Now, me, I am a big fan of “author’s intent”, and I think that whenever possible writers coming to characters after the creator has departed should keep in their minds what that creator meant the characters to be. Likewise stories. Little is served by digging into some old story and turning it inside out. “Everything you know is a lie” is a solid approach, but only if used sparingly.
Anyway — where my mind ended up drifting as I looked at this particular commission piece was back to the days when Ms Marvel was only a glint in Stan Lee’s eye — and the character was intended to be Jean Grey! (Logical, right? Marvel Girl becomes Ms Marvel.) Thoughts about resurrecting the X-Men’s title put the kibosh on Jean getting her own book, but her presence in UNCANNY X-MEN leads to another divergance. Roger Stern has told the story of interviewing Chris Claremont back when he was the new kid on the block who had only just picked up the X-Men assignment. Roger remembers having to correct Chris from time to time, as he spoke of his plans for the characters and kept mixing up Jean and Lorna.
Elsewhere, Madrox, the Multiple Man was originally going to be called Xerox, until Marvel’s lawyers decided the name had not become quite that generic. Frank Miller, in BATMAN: YEAR ONE, was setting up a gag in which Jim Gordon waxed rhapsodic about his unborn “son”, the punchline being the birth of Barbara — until someone up at DC did the math, and noted this would mean Barbara was younger than Dick Grayson! This is how Barbara suddenly ended up being “adopted”.

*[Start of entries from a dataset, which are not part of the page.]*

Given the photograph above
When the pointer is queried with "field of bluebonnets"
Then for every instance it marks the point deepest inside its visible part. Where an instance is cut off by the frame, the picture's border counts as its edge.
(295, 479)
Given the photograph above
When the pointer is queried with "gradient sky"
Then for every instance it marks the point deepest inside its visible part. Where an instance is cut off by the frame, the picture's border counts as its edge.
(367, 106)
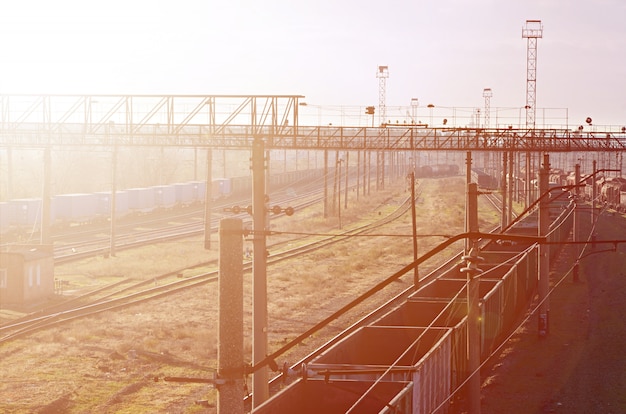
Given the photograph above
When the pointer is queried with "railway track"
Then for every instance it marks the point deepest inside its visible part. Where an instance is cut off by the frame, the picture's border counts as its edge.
(125, 293)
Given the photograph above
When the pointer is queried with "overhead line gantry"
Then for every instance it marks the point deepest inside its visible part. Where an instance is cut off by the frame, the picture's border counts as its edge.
(234, 121)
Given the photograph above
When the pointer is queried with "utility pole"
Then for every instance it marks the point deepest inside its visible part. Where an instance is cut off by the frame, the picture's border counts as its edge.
(260, 377)
(544, 249)
(208, 202)
(382, 75)
(113, 200)
(230, 329)
(45, 236)
(473, 301)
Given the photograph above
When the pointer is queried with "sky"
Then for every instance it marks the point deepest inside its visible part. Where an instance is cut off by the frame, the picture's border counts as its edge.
(443, 52)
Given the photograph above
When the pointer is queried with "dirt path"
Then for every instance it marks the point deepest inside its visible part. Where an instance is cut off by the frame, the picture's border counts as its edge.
(580, 367)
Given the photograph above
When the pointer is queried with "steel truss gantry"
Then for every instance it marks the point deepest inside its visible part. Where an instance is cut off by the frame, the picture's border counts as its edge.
(235, 121)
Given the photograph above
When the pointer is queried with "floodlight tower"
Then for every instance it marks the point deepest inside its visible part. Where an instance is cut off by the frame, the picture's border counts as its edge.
(382, 75)
(487, 94)
(532, 31)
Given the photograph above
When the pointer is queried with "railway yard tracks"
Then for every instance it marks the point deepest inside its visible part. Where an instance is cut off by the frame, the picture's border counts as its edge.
(127, 292)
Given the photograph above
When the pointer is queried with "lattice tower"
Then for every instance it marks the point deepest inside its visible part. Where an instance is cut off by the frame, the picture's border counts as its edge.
(487, 94)
(532, 31)
(382, 75)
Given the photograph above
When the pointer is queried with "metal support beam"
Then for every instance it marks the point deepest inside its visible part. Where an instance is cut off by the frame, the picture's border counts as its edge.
(260, 377)
(544, 249)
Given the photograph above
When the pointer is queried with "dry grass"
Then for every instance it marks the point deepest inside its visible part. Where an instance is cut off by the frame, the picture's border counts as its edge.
(106, 364)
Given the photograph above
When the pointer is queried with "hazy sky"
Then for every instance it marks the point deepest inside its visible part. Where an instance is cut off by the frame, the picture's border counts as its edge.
(443, 52)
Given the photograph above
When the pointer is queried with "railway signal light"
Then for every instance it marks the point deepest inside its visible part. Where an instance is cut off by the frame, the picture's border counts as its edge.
(287, 210)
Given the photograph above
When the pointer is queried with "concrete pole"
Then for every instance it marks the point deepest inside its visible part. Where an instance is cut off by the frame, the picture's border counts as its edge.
(593, 192)
(511, 185)
(345, 198)
(544, 249)
(468, 180)
(260, 378)
(325, 183)
(358, 174)
(113, 200)
(527, 185)
(576, 229)
(416, 277)
(473, 301)
(45, 236)
(230, 329)
(208, 199)
(503, 222)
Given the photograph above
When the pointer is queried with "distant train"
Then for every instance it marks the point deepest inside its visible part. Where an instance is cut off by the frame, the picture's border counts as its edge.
(609, 191)
(484, 180)
(437, 170)
(24, 215)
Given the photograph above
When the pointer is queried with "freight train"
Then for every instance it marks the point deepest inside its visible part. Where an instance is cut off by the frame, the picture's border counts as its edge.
(414, 358)
(609, 191)
(24, 215)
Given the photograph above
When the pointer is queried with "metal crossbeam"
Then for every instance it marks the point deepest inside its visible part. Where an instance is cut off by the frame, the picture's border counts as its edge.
(233, 122)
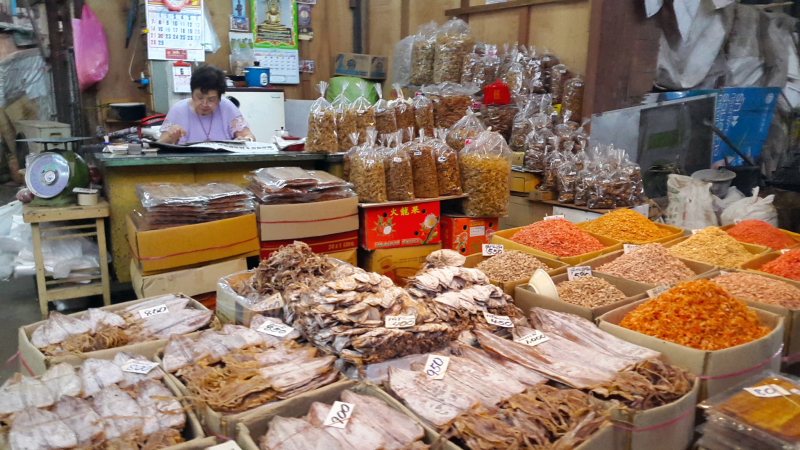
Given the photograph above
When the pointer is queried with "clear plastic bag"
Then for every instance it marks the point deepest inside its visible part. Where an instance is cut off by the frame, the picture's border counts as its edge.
(423, 163)
(365, 113)
(385, 119)
(453, 42)
(449, 174)
(423, 114)
(485, 174)
(468, 127)
(321, 125)
(367, 171)
(423, 54)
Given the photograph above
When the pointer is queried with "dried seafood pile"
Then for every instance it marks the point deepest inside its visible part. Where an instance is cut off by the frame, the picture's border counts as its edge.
(373, 425)
(475, 377)
(97, 329)
(238, 368)
(542, 417)
(99, 406)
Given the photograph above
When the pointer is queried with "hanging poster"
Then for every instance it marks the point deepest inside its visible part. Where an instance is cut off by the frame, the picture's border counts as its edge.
(274, 24)
(176, 30)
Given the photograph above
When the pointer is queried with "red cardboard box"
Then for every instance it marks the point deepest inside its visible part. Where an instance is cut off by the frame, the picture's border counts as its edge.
(320, 244)
(399, 225)
(466, 234)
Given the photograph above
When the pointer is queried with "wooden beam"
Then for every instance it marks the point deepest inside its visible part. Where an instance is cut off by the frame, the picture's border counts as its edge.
(465, 10)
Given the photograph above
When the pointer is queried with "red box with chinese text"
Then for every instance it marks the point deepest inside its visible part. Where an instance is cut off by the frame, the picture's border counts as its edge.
(399, 225)
(466, 235)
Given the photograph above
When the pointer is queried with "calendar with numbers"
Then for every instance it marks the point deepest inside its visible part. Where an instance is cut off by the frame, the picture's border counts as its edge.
(175, 30)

It’s stories like this that make me chuckle when some fans get just a wee bit too intense about the “creator’s intent” — like the ones who wrote in to ask if MAN OF STEEL was “what Seigel and Shuster intended”. So much of what we “intend” never gets anywhere near the printed page.
I love that the anecdote starts with “I love author’s intent” and ends with “Fans who love author’s intent are dumb!” But at least I now have slightly better understanding of where Madrox’s name came from – That always bothered me when I was a kid.